Note that illustration of Ixion and the mushroom (understood by both Graves and McKenna to be a psychedelic species) is from a mirror-back -- and my previous post dealt with Tezcatlipoca, the Aztec god whose name means Smoking Mirror, and the obsidian Aztec mirror used by John Dee. In my posts about Tezcatlipoca, I have always discussed him together with his brother Quetzalcoatl -- typically glossed as "Feathered Serpent," but also "quetzal-serpent," the quetzal being a type of bird.
This is from the very next paragraph in Food for Centaurs:
Ixion is wearing a pair of wings, and the mirror's circular border is decorated with a length of ivy. The wings plainly refer to the famous erotic charm mentioned by Theocritus, which made a member of the opposite sex fall madly in love with whoever tied a live wryneck to a fire-wheel -- the fire-wheel being an instrument for kindling fire by friction -- and sent it whizzing giddily around. . . . The wryneck (a peculiar bird, which hisses like a serpent) was sacred to the erotic God Dionysus, and gave him the surname 'Iynges' ('of the wryneck').
The wryneck is identified as "a peculiar bird, which hisses like a serpent." I looked it up on Wikipedia to see if it was at all closely related to the quetzal; it isn't, but the article notes the following:
These birds get their English name from their ability to turn their heads almost 180°. When disturbed at the nest, they use this snake-like head twisting and hissing as a threat display. It has occasionally been called "snake-bird" for that reason. . . . Its sound is described as a repetition of the sounds que, que, que, many times in succession, rapid at first, but gradually slowing and in a continually falling key.
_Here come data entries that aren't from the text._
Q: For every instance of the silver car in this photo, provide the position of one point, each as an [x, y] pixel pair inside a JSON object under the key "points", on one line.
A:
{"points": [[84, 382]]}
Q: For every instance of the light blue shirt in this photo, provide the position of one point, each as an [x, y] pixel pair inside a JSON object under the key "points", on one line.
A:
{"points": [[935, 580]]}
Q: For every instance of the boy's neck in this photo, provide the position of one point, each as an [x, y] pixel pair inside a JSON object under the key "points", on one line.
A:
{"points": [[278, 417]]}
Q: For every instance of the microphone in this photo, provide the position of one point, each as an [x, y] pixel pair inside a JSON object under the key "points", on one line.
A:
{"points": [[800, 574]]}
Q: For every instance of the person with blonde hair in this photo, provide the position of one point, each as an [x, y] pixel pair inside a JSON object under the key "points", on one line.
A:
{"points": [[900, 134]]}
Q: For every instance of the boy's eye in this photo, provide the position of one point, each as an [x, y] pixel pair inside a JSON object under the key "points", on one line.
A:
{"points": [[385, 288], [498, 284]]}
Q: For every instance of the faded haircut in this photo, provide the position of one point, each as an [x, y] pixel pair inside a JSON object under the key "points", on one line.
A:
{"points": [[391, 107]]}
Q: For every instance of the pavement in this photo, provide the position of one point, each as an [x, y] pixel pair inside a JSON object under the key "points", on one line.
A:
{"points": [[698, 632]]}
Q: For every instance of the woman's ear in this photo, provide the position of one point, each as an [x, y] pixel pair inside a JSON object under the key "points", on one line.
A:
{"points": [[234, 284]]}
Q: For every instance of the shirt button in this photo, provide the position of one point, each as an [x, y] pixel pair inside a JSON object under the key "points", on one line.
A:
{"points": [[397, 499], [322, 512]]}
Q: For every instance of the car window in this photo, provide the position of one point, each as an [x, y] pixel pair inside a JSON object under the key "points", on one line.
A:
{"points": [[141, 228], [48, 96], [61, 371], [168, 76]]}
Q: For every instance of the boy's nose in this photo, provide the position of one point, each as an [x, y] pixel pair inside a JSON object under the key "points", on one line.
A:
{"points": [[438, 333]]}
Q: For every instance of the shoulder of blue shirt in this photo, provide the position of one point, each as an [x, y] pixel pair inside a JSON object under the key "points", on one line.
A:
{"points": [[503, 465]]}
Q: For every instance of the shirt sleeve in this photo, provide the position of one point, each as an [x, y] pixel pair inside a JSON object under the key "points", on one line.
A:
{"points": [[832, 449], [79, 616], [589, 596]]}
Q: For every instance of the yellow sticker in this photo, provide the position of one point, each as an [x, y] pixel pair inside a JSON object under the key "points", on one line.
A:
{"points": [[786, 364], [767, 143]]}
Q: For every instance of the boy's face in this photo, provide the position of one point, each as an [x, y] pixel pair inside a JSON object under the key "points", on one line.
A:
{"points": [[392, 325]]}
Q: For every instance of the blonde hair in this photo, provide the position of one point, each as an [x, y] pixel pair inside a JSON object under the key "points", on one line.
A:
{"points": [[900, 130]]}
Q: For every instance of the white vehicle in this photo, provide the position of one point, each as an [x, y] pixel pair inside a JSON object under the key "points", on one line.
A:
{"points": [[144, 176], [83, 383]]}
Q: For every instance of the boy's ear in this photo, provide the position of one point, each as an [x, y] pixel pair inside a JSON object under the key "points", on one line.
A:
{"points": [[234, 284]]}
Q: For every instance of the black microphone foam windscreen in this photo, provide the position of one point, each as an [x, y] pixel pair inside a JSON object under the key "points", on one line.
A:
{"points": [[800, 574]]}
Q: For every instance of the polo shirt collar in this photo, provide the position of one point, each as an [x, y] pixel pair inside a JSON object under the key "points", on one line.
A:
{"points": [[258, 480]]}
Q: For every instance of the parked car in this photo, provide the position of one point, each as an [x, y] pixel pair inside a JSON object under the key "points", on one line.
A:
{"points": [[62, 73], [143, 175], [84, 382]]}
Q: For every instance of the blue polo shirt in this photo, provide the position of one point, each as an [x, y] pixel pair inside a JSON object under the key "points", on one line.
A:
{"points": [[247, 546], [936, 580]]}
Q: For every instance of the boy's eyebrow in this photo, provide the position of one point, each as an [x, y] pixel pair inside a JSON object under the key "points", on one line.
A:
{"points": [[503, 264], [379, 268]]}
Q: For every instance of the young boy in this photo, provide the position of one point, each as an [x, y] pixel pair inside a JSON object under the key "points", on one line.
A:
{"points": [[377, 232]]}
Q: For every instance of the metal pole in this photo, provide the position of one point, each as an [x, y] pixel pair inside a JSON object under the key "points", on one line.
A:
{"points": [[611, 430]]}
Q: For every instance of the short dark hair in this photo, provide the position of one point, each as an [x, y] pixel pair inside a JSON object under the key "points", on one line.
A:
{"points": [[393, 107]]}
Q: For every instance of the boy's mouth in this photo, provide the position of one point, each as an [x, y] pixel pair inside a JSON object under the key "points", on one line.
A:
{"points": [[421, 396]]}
"Snake-bird" is pretty close to being a calque of Quetzalcoatl -- and its call apparently resembles the first syllable of that god's name. This also ties in with recent owl syncs; the ability to turn its head an improbable number of degrees is a classic owl trait, and que is a Spanish word cognate with English who. Several posts here have linked the Latin qui, "who," with the call of the owl.